The specific main components of the programming environment for exascale, carefully selected for the EPEEC project, are introduced in this figure. Their new proposed features, also shown in the figure, have been identified as the necessary developments to bring the overall programming environment high programming productivity, high execution efficiency and scalability, energy awareness, and smooth composability/interoperability.

components

 

The five selected components are described below:

Parallelware

The Parallelware software developed by Appentra provides advanced capabilities for static analysis of program, which are used in the related products Parallelware Trainer and Parallelware Analyzer. At the start of the project Parallelware software has support for OpenMP 4.5 and OpenACC 2.5, the main directive-based standards for intra-node parallel programming in (pre)exascale systems. The feedback received from the end-users highlighted that Parallelware lacks support for the tasking paradigm, for asynchronous execution, and for the C++ and Fortran programming languages. At the end of the EPEEC project, Parallelware will be enhanced with new support for C++ and Fortran built from scratch on top of the CLANG and FLANG front-ends of the LLVM infrastructure, as well as with new support for OmpSs and for the latest features of OpenMP and OpenACC.

OmpSs

The OmpSs programming model is implemented at BSC by means of the Mercurium compiler and the Nanos++ runtime system. A brand-new runtime system written from scratch, codenamed Nanos 6, is currently under development, intended to overcome code degradation and prevent future maintainability burdens. Both Mercurium and Nanos++ are currently at TRL9 - these have been deployed in the Tier-0 PRACE facility Marenostrum and there is a considerable number of known users in external institutions that seek support through the corresponding mailing list at BSC (e.g., CINECA, LRZ, JSC, Herta Security, and Vimar). Nanos 6, on the other hand, is currently at TRL3. Being Nanos++ fully operational, it may well be used as a base of the new developments to be ported to a mature Nanos 6 at a later stage.
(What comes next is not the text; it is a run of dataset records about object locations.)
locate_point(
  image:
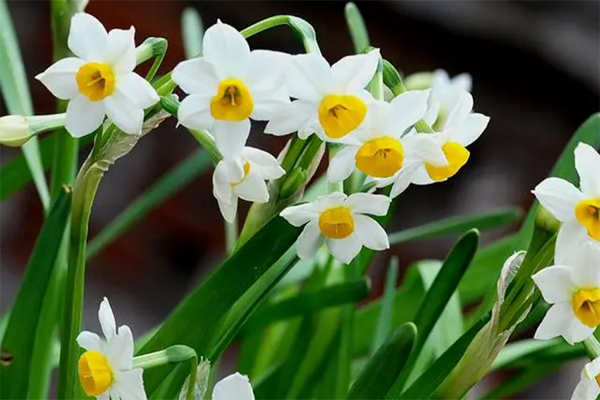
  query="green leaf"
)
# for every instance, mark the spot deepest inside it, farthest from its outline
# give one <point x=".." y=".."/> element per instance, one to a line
<point x="192" y="323"/>
<point x="19" y="339"/>
<point x="169" y="184"/>
<point x="385" y="366"/>
<point x="15" y="91"/>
This will be performed in case, by the beginning of the project, Nanos 6 has not yet attained TRL7, or if it is not expected to reach TRL8 by the end of it. Directive-based acceleration by means of OpenACC syntax in OmpSs (i.e., OmpSs+OpenACC) is currently at TRL3, since an early prototype to validate the idea, offering limited functionality, has already been developed on top of the OmpSs CUDA back-end. OpenMP offloading support, on the other hand, is at TRL2, being only the concept formulated. Similarly, the remaining proposed features, i.e. tasking in accelerators, heterogeneous memory management, and latest C++ and Fortran features support, are at TRL2 as well.

GASPI

GASPI stands for Global Address Space Programming Interface and is a Partitioned Global Address Space (PGAS) API. It targets extreme scalability, high flexibility, and failure tolerance for parallel computing environments. GASPI aims to initiate a paradigm shift from bulk-synchronous two-sided communication patterns towards an asynchronous communication and execution model. To that end, GASPI leverages remote completion and one-sided RDMA-driven communication in a Partitioned Global Address Space. The asynchronous communication allows a perfect overlap between computation and communication. The main design idea of GASPI is to offer a lightweight API ensuring high performance, flexibility, and failure tolerance. GPI-2 is an open source implementation of the GASPI standard, freely available to application developers and researchers. It is already at production level (TRL9). However in a fast-changing innovative environment such as HPC, further developments are needed to incorporate hardware changes such as the use of accelerators and improving the ease of use of GPI, which is currently an obstacle for a wider adoption of the programming model. EPEEC provides solutions for both challenges by addressing heterogeneous compute systems and promoting the composability of the GASPI and OmpSs programming models. Traditionally GPI is used in visualisation and seismic imaging domains. In the past years GPI has been ported to several scientific applications within publicly funded projects.

ArgoDSM

ArgoDSM is a modern page-based distributed shared memory system first released in 2016 (first publication describing ArgoDSM appeared in HPDC 201512). ArgoDSM is based on recent advances on cache coherence protocols and synchronisation algorithms at Uppsala University. ArgoDSM is a page-based distributed shared virtual-memory system that operates in user space. It supports third-party network layers. ArgoDSM offers: (1) POSIX Threads compatibility (runs pthreads on clusters); (2) Minimal effort to scale a typical pthreads program from one node to thousands of nodes; (3) User-space operation: ArgoDSM is a library on top of an RDMA-capable network layer; (4) Release consistency (RC) and sequential consistency for data-race-free research, evaluation, and education and is available under a custom license for commercial use. It is distributed by Eta Scale and currently at TRL6, its prototype implementations being evaluated by commercial entities under real-world conditions.

BSC performance tools

The BSC performance tools, namely Extrae, Paraver, and Dimemas, are currently widely deployed and extensively used by institutions such as NCAR or NASA-AMES, and in large projects such as DEEP-EST or the POP Centre of Excellence, to name only a few. All software components have been deployed in pre-exascale machines, at least Marenostrum, and hence these are considered to be at TRL9. The new features to be included as part of this project, such as OpenACC support (please see sections 1.3.4 and 3.1), are at TRL2 (concept formulated).